We’re increasingly seeing SMS becoming a default UI, as people are fatigued by too many apps, especially from businesses or services that are used infrequently. Even my local garden center has an app, I just want to know when they are open, not download yet another app to find that out. No opening times on their door, just an advert for their app, grrrr!
Next was the hack “SpeakBack” by Erik Beijer, Ryan Bril, Maikel Vreugde, Michael Jepson, Bas Peters, and Dion Segijn from CMTelecom. They used the resources of VoxImplant to provide video calling / conferencing. The hack was a presentation overlay enabling the audience to connect with the speaker and ask questions by mobile phone. The audience could be on-site or remote watching a live stream, this is a great way to include the complete audience. We’ll be trying this out at the next TADSummit. And it also captures all the questions, as often the audience asks a question and the recording does not capture the audio only the speakers response, starting with “Great question…”.
Next was the hack “Call ME” by Federico Cabiddu, Giacomo Vacca, Marco Barre, and Karel Bourgois. All members of the Orange Libon team, and all non-coders in their work-life. They created the hack in javascript. Telcos take note, many more of your people should be involved in TADHack. Its a shame on your sector of the telecoms industry we have so few telco people taking part. They used resources from Telestax, Apidaze, and Truphone. In 24 hours they created a service that received calls on multiple numbers including the web, and created a video-voicemail service with transcription. Telecoms is now programmable, its becoming quite easy to create new services that scale. As Sebastian Schumann showed at TADHack London in April and TADSummit in November. Telcos need to break out of their silo and see what is possible today.
Next we had an important hack / demonstration from Steven of DesignTotal.nl and Rianne Goijarts (WebRTC-Multimedia hacker / developer). The hack was called “Whatshack,” a reverse look-up of phone numbers to Whatspy Public to WebRTC.
WhatsSpy Public (not to confuse with WhatsSpy) is an web-oriented application that tracks every move on WhatsApp of whoever you like to follow (by only knowing their phone number). This application is setup as an Proof of Concept that WhatsApp is broken in terms of privacy. It keeps track of the following activities:
- Online/Offline status (even with privacy options set to “nobody”)
- Profile pictures*
- Status messages*
- Privacy settings
* only if privacy option is set to “everyone” (set by default)
This hack creates a script to access the 900 million active accounts (likely >1B accounts in total) using telephone numbers. The above data could be sold onto spammers and on the black market of app developers.

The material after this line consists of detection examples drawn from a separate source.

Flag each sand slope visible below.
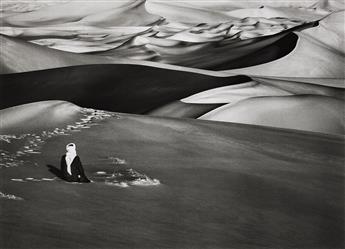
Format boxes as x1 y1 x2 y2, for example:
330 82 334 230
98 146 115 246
0 100 82 134
0 64 250 113
1 0 160 27
0 100 344 248
223 12 345 78
200 95 345 135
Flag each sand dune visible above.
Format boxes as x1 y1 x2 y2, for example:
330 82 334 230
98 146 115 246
0 100 82 134
147 0 345 11
223 12 345 79
0 36 127 73
1 20 306 73
182 78 345 104
0 64 250 113
200 95 345 135
1 0 160 27
146 0 330 23
0 100 344 248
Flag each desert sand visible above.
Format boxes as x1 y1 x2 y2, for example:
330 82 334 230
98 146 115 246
0 0 345 249
0 103 344 248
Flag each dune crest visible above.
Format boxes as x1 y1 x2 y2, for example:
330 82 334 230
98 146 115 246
200 95 345 135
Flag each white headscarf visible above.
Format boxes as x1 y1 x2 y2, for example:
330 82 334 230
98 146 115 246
65 143 77 175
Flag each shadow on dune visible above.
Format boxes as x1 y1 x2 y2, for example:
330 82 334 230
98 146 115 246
46 164 66 181
0 64 251 114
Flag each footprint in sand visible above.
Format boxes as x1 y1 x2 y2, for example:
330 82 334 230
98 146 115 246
94 168 160 188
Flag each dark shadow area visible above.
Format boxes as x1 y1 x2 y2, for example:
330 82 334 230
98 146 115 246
0 64 251 114
46 164 66 181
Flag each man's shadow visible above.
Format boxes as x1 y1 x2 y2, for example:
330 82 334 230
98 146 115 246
46 164 66 181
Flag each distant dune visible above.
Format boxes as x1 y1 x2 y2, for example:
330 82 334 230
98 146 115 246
0 64 250 114
0 100 82 134
200 95 345 135
1 0 160 27
223 11 345 79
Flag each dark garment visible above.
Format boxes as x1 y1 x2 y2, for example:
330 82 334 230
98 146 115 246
61 155 90 182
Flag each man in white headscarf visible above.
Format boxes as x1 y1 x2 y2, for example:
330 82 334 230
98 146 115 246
61 143 90 182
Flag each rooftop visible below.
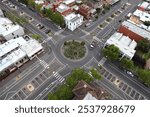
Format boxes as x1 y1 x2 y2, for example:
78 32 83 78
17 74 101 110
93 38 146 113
63 0 75 5
122 21 150 40
56 4 70 13
106 32 137 58
0 37 42 72
133 9 150 22
65 13 83 22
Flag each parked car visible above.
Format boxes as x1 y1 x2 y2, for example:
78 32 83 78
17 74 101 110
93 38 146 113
45 29 51 34
127 71 134 77
90 41 96 49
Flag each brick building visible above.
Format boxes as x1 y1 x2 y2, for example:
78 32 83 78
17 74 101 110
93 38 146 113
119 21 150 41
79 4 91 19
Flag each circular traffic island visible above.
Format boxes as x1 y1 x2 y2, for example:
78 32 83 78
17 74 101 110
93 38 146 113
62 40 87 60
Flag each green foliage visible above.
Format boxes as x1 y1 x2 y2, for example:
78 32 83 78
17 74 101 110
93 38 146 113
138 69 150 86
18 0 28 5
35 4 42 13
96 8 101 14
90 68 102 80
121 58 134 70
63 40 86 60
48 68 93 100
144 21 150 26
31 34 41 40
5 12 28 25
95 15 98 19
137 39 150 53
103 45 120 61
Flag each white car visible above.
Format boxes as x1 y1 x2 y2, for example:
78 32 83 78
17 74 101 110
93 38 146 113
127 71 134 77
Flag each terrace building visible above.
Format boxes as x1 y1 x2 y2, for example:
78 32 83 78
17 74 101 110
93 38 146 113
64 13 83 31
0 36 43 73
104 32 137 59
0 18 25 40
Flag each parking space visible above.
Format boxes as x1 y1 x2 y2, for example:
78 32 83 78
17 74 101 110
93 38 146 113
100 68 145 100
17 91 26 100
39 74 48 82
9 59 64 100
12 94 21 100
30 80 39 89
35 77 42 84
53 72 65 83
22 86 31 96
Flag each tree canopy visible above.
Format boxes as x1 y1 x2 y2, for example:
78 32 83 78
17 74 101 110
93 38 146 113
48 68 93 100
103 45 120 61
90 68 102 80
137 39 150 53
138 69 150 86
121 58 134 70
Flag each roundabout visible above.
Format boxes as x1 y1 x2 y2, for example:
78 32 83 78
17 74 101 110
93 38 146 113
61 40 88 61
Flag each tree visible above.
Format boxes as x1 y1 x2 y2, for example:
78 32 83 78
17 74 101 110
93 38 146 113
103 45 120 61
96 8 101 14
138 69 150 86
52 12 65 27
27 0 36 8
35 4 42 13
45 9 53 19
121 58 134 70
144 21 150 26
18 0 28 5
90 68 102 80
137 39 150 53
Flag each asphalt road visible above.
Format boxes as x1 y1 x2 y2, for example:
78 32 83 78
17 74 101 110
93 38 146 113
0 0 150 99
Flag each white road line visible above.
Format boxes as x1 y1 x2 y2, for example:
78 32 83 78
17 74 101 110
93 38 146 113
16 94 22 100
0 63 44 97
20 89 27 97
109 64 150 93
4 91 16 100
102 66 145 99
96 81 124 100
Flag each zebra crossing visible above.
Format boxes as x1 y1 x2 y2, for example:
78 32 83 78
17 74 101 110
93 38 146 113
35 56 49 69
53 72 65 83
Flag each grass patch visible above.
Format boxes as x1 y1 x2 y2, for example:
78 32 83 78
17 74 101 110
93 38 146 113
5 12 28 25
63 40 86 60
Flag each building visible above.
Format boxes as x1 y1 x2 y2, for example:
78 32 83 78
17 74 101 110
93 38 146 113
145 58 150 70
128 15 150 32
133 9 150 22
63 0 75 7
56 4 72 16
34 0 46 4
86 0 103 8
0 37 43 73
79 4 92 19
138 1 150 11
104 32 137 59
64 13 83 31
119 21 150 41
0 18 25 40
104 0 120 5
0 9 4 17
72 80 106 100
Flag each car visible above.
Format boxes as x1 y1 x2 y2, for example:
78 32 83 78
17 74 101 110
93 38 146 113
85 23 91 27
127 71 134 77
58 26 62 30
90 41 96 49
45 29 51 34
40 25 44 29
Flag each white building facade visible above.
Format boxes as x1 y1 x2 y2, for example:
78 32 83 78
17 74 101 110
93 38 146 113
0 18 25 40
64 13 83 31
0 37 43 73
104 32 137 60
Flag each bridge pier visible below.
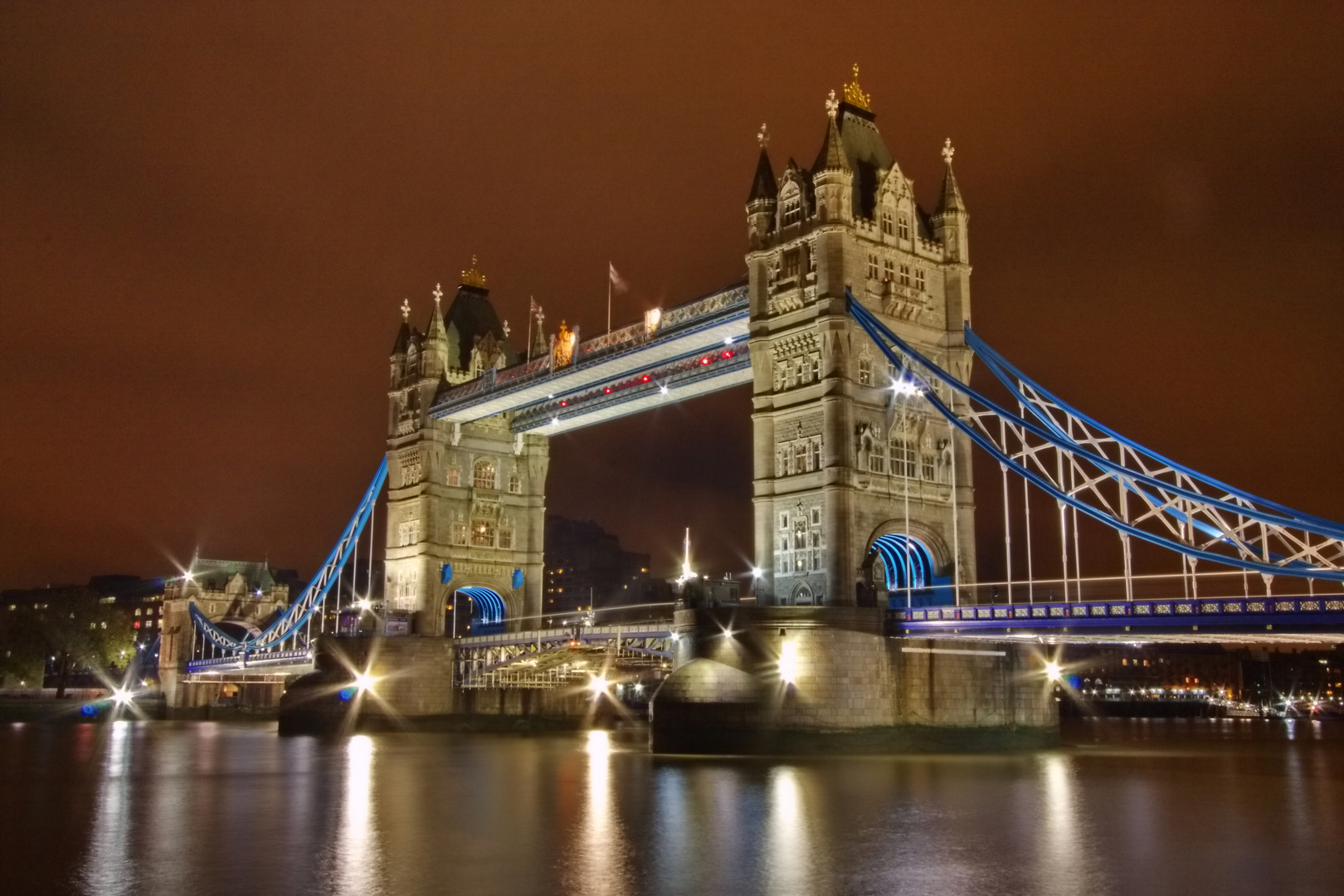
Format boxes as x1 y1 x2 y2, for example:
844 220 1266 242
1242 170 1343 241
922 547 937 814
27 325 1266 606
650 607 1059 753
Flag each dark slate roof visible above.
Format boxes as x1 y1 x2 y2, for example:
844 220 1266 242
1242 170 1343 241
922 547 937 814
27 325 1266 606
934 163 967 215
747 146 780 202
444 284 519 369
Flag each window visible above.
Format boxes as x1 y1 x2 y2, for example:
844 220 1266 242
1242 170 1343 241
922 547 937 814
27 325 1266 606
891 439 917 478
472 520 494 548
397 520 419 548
472 457 494 489
402 451 422 485
859 358 872 386
869 445 887 473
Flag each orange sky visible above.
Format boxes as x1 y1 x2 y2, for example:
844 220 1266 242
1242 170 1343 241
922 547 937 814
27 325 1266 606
0 0 1344 587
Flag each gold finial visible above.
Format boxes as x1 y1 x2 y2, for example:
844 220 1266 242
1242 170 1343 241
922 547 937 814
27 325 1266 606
462 256 485 289
844 61 872 111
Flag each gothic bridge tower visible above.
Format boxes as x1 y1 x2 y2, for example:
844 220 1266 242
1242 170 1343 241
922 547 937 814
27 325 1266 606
746 66 976 605
384 258 550 634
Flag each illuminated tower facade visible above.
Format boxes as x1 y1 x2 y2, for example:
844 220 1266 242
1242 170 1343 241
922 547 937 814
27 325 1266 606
746 66 975 606
384 260 550 634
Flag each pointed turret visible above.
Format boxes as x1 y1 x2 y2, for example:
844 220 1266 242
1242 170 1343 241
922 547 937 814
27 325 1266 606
421 284 447 379
811 90 854 221
933 137 971 263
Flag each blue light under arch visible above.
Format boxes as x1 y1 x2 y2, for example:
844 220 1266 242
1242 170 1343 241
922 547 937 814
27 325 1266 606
457 584 505 634
872 534 934 591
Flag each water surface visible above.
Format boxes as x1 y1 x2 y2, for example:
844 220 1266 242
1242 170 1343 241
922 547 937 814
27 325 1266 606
0 720 1344 896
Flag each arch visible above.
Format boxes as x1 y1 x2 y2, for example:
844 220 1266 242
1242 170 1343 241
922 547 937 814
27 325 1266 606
789 582 813 607
872 533 934 591
457 584 508 634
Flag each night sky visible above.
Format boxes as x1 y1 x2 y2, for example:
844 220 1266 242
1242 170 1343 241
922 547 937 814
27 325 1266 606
0 0 1344 587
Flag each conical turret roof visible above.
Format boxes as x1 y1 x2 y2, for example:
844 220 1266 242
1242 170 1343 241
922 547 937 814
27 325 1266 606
747 146 780 202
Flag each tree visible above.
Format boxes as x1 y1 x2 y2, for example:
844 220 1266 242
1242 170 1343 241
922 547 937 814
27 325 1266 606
0 587 136 697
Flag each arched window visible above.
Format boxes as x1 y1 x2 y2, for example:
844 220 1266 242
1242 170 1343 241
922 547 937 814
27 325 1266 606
472 457 494 489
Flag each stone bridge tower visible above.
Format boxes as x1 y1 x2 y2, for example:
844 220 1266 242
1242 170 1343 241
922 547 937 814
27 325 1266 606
747 66 976 606
383 260 550 634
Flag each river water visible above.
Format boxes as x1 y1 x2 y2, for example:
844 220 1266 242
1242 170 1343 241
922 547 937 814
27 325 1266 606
0 720 1344 896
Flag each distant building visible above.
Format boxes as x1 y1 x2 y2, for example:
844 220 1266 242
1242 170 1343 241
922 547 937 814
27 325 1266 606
543 514 672 625
158 559 299 707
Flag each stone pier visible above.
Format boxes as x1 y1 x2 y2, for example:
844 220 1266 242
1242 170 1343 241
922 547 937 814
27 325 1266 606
652 607 1058 753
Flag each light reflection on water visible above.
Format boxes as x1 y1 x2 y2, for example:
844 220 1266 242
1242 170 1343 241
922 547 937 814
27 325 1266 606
0 722 1344 896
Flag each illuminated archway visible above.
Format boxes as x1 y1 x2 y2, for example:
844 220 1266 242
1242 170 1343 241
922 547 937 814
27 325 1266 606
872 533 936 592
457 584 507 634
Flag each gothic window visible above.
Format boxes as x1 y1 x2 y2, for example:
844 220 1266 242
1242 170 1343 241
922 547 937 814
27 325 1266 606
472 457 494 489
402 451 423 485
891 438 917 478
472 520 494 548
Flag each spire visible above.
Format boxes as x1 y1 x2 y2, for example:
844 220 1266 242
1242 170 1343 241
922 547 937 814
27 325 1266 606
462 256 485 289
934 137 967 215
811 107 850 174
747 143 780 202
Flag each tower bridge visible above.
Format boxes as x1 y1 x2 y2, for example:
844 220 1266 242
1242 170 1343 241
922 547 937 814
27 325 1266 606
165 66 1344 747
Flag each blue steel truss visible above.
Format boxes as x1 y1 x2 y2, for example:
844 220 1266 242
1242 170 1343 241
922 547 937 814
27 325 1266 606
845 290 1344 582
191 457 387 661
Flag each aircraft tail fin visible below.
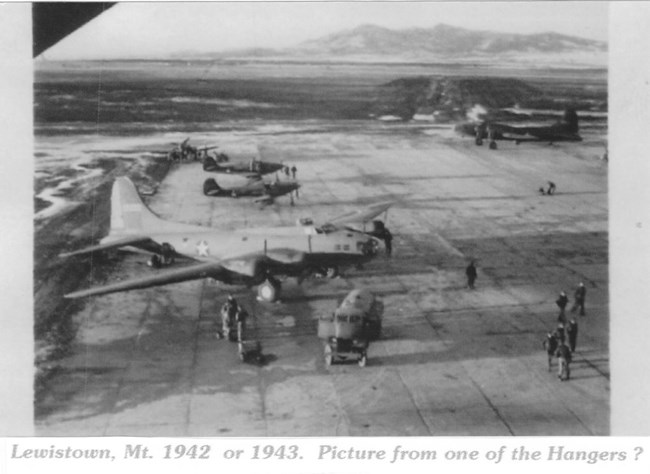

As long as you have a phone number you can find out the details of the Whatsapp account associated with that number. So you can search through Whatsapp quite quickly and easily. The aim of the hack was to create awareness about security holes and privacy problems when there is no opt-out for the collection of personal data. We only show the first half of the presentation where no personal data was presented. The rest of the presentation can not be shown as surprisingly sensitive personal data of Whatsapp users was presented.
To wrap-up part 1 of the TADHack Paris Review we finish with a hack of a prototype speaker recognition platform using WebRTC audio capture by MD Ibrahim from GreenKey Technologies. Its a great example of using WebRTC for authentication using voice data. This generated much discussion in the audience and is clearly an emerging hot topic.
TADHack Paris generated many impressive hacks, telecom app development is a powerful emerging topic.
Is just-text.us supposed to be a working URL?…
I don’t think so, it was just a hack.